Feb 6, 2015
Business continuity is the new Holy Grail. Where once people used to look to ‘rapid’ backup and restore capabilities to recover from a disaster, this is no longer good enough in many cases. Backup windows are commonly insufficiently long to carry out the required actions of moving large data sets from one place to another, and the very act of recovering that data can take far too long – during which time, the business is hemorrhaging. A new kind business continuity architecture gives IT the ability to improve uptime even over long distances.
Although many vendors out there interchange the terms disaster recovery (DR) and business continuity (BC), there are major differences between them in real terms. DR is all about how rapidly can you regain business capabilities after an IT disaster, whereas BC is all about how can you retain business capabilities during an IT disaster.
What is needed for BC? There are the obvious things of having spare capacity in hardware and software, along with managing the data. Then there is connectivity and performance – and this is where things can get a little sticky. A major disaster could be caused by something very local – a fire or similar – where BC can be carried out through mirroring across a short distance to a second facility. What happens when the disaster is larger, though – maybe an earthquake, a flood or a major public issue, such as a state of emergency being declared? You may then be looking at the need to mirror to a facility many hundreds or even thousands of miles away.
In itself, this may not be a problem – hardware and software are the same pretty much anywhere, and virtualization has made setting up cost-effective mirroring possible. It is the data where problems tend to come in – and where a different approach may be required.
Mirroring data across a long distance has been an issue for many for a long time. Highly transactional data can run into all sorts of problems when being replicated, with latency and jitter causing the data to be too easily corrupted. For live, synchronous replication, the need for each packet to be acknowledged by the receiving end can also cause problems – and these get bigger the longer the distances involved.
When looking to vendors that specialize in BC, many will talk about maximum distances in the hundreds of miles – some even less. If you really want to deal with the possibility of global continuity, hundreds of miles is not good enough. Many vendors will then shift the discussion to a purely asynchronous approach: the data is stored locally and is trickled off to the remote facility as soon as possible in a way that doesn’t need the timeliness of a synchronous approach.
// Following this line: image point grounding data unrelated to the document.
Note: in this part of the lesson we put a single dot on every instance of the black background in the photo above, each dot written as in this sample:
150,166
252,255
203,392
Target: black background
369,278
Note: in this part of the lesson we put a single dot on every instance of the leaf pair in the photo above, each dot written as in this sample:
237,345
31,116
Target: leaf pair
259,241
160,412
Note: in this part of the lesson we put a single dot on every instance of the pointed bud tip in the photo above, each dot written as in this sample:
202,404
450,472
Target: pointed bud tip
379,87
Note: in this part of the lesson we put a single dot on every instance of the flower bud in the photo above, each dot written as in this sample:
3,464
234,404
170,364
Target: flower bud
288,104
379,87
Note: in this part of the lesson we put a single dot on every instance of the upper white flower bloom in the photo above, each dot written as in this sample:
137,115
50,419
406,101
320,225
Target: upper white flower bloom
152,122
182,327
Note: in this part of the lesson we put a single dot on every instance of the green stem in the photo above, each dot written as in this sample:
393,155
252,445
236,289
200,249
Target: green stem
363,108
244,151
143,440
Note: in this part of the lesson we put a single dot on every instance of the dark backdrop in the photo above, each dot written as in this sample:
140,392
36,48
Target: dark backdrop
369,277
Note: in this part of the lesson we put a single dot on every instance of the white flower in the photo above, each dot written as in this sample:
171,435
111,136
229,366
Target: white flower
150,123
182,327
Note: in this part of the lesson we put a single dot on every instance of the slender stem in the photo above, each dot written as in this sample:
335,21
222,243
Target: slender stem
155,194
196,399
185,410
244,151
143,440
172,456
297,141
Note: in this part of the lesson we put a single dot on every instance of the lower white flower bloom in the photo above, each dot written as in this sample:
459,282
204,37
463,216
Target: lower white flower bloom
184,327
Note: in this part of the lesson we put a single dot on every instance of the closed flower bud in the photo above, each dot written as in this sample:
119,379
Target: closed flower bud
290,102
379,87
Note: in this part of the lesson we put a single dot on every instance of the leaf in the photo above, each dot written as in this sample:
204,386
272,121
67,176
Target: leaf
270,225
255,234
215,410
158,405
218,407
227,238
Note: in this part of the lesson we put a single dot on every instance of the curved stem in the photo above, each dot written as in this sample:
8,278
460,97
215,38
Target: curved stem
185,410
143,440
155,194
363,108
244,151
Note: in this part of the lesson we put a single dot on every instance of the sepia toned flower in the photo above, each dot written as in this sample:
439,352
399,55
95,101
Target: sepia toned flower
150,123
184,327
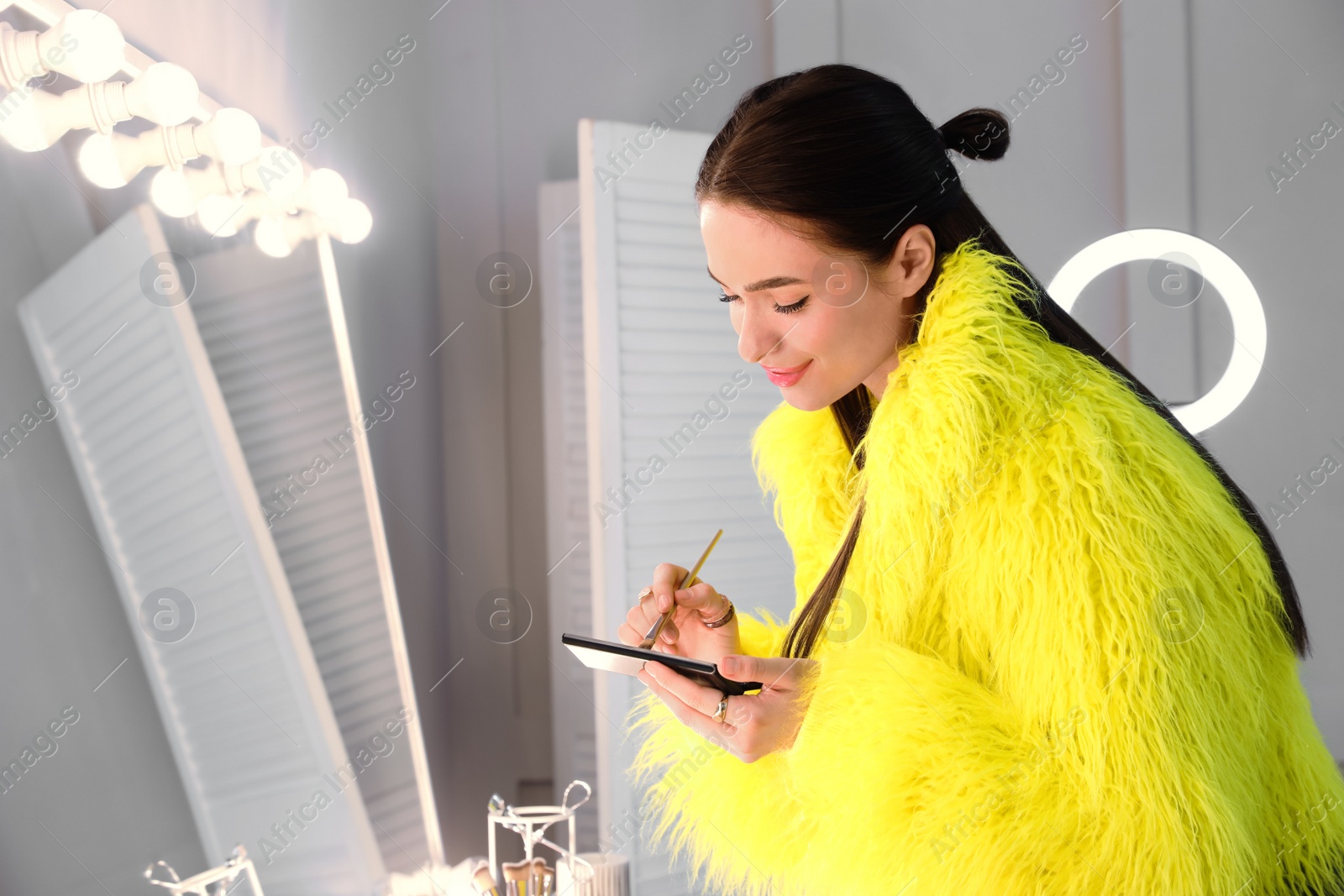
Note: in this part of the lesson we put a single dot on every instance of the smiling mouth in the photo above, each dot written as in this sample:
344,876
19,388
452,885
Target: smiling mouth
785,375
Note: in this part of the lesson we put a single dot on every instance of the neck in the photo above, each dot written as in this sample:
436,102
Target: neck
877,382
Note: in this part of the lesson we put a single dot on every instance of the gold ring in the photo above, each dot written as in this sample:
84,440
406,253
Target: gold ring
723,620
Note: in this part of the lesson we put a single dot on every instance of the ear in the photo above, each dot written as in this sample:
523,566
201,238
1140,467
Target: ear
911,259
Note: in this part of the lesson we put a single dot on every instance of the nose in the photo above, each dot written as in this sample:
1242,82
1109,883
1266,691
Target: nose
757,333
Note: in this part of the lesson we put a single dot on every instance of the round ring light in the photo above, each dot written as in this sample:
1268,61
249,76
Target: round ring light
1243,304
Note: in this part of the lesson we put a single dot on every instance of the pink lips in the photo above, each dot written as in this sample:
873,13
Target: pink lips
785,376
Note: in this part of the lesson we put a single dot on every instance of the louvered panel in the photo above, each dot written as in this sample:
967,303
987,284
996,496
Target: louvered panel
268,328
167,486
662,345
575,739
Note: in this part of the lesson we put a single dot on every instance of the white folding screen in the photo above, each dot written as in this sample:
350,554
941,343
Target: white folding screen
275,332
167,484
669,450
569,582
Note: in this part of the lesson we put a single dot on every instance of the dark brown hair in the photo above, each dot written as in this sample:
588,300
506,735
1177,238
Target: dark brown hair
847,156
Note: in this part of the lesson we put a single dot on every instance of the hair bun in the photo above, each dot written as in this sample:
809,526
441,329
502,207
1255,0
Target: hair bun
978,134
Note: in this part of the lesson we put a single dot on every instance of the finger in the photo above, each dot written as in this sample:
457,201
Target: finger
702,598
687,715
706,700
667,578
772,672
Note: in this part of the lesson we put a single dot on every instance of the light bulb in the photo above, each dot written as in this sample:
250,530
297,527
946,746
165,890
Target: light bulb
100,164
355,222
165,94
171,194
217,214
232,136
100,49
272,238
327,194
33,123
84,45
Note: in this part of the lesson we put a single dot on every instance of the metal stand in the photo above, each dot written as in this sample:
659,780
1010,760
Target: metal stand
221,876
530,822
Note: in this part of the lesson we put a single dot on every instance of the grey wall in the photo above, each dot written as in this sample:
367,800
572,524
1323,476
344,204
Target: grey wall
448,156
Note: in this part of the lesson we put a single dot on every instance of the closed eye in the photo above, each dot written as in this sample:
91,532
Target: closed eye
783,309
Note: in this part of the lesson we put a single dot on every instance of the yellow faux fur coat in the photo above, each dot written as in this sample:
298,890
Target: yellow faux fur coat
1062,668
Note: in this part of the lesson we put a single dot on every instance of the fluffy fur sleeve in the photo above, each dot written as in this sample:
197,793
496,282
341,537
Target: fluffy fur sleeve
1072,679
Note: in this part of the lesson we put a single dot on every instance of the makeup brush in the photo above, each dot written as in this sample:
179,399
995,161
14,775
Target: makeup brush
484,882
517,875
652,637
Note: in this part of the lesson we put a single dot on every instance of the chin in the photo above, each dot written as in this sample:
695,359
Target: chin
806,399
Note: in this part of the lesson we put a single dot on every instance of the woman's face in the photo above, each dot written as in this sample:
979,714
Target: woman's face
819,324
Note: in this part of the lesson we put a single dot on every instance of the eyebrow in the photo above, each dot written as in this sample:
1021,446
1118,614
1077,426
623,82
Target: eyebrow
769,282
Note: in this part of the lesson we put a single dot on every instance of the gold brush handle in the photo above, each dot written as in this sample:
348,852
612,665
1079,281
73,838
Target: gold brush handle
652,637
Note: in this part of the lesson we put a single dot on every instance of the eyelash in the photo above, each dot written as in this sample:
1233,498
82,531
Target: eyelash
784,309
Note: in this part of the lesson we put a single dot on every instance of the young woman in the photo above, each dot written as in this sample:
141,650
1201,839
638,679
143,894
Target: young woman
1042,642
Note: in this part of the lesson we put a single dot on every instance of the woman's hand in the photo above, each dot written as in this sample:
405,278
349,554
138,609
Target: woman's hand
685,633
754,725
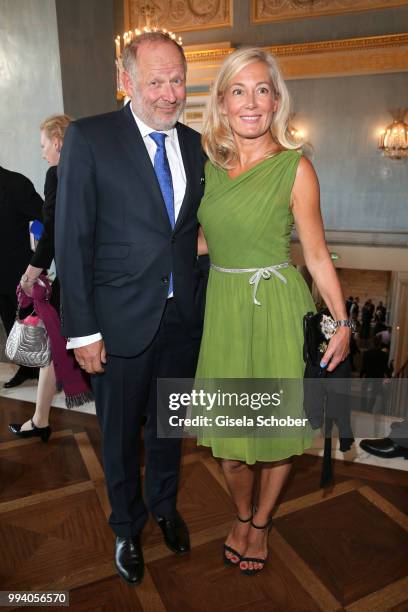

Should a major disaster occur, however, any data that is still being held waiting for an asynchronous transfer to occur, could also be lost – and the business then has to try and figure out what data has been lost.
There is a way of combining both approaches to gain global BC, though. A synchronous link can be set up from one facility to another, and then from that facility to another – a daisy-chain approach to get your data as far away from your facility as possible in almost real time. It may not need to be expensive facilities that are involved – it may be that all that is required is for data appliances to be installed in your offices around the world, or housed in a low-cost co-location facility. Each copy will not be an exact copy of the previous one – each link will, by the very nature of physical laws introduce a degree of time lag which means that what you are doing is “near synchronous”, not fully synchronous.
This is where a transaction index needs to be used. By indexing the transactions (i.e. not transferring all the data, but just a log of the bare metadata around it), a very small audit log can be created that and can be pushed through a near-synchronous or asynchronous link in almost real time, ahead of the actual data. Therefore, you can see what data was on the way when the disaster occurred by looking at the index – and can then carry out business recovery procedures to contact those who are affected by the data losses.
Even with the use of near-synchronous replicas, at some stage, the data will hit a physical location where synchronous is no longer an option – for example, going from the East Coast of the US over to Europe, or from the West Coast to Asia.
This is where asynchronous comes in: to get the data across a few thousand miles of sea means that a trickle approach is still the best way of managing this.
It will require a very major disaster for all your near-synchronous appliances to be impacted at the same time. The idea is that should your main facility be destroyed, you can failover as required to any of the mirrors that you have created. Should there be any reason why you need to failover to a different geography, then you need to fall back to the asynchronous replica – and unless you know exactly what has happened, you are not really better off than previously: you still don’t know what data has been lost due to the asynchronous data waiting loss. At this point, that transaction index log becomes all important.
Business continuity has to be a strategic focus for any IT team. Depending on backup and recovery just isn’t enough any longer.
If your business is global, then plan for a global continuity network now.